Vicarious Liability: Claims Against Employers

If you have an accident in the workplace you might be concerned about who you are claiming against. Sometimes an accident can be caused by a colleague in the workplace acting negligently and they themselves might not be insured to cover against these accidents and not have the money to compensate you for an injury suffered.

The law, therefore, provides a loophole to allow that where an employee acts negligently, their employer can be found to be ‘vicariously liable’. This means that instead of claiming against the employee directly the claimant can redirect their claim against the employer provided the negligent party were acting ‘in the course of employment’. The principle behind this is that because the employer in effect should control the actions of the employee within the working environment, it should be their responsibility to make sure that they provide a safe working environment.

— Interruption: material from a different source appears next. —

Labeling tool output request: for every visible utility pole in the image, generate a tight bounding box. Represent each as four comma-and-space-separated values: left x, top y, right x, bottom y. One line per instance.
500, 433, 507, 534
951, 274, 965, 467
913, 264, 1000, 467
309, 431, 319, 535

That responsibility extends not only to providing safe offices/warehouses etc… but also to the conduct of employees and taking precautions to minimising the risk of injury.

A good example is the case of Harrison v Michelin Tyre Co Ltd. The claimant was injured at work while standing on a duckboard of his machine talking to a fellow employee. Another employee while pushing a truck in front of Harrison decided as a joke to turn the truck two inches outside the chalked lines of the passageway and push the edge of it under Harrison’s duckboard. The duckboard tipped up and Harrison fell suffering injury.

The judge in this case said that the test for determining vicarious liability was whether an employee’s act was incidental to their employment, even though it may have been unauthorised or prohibited or alternatively so far removed from their employment as to be plainly alien to it. Here the court found that the employer was vicariously liable and that the employee was acting in the course of their employment.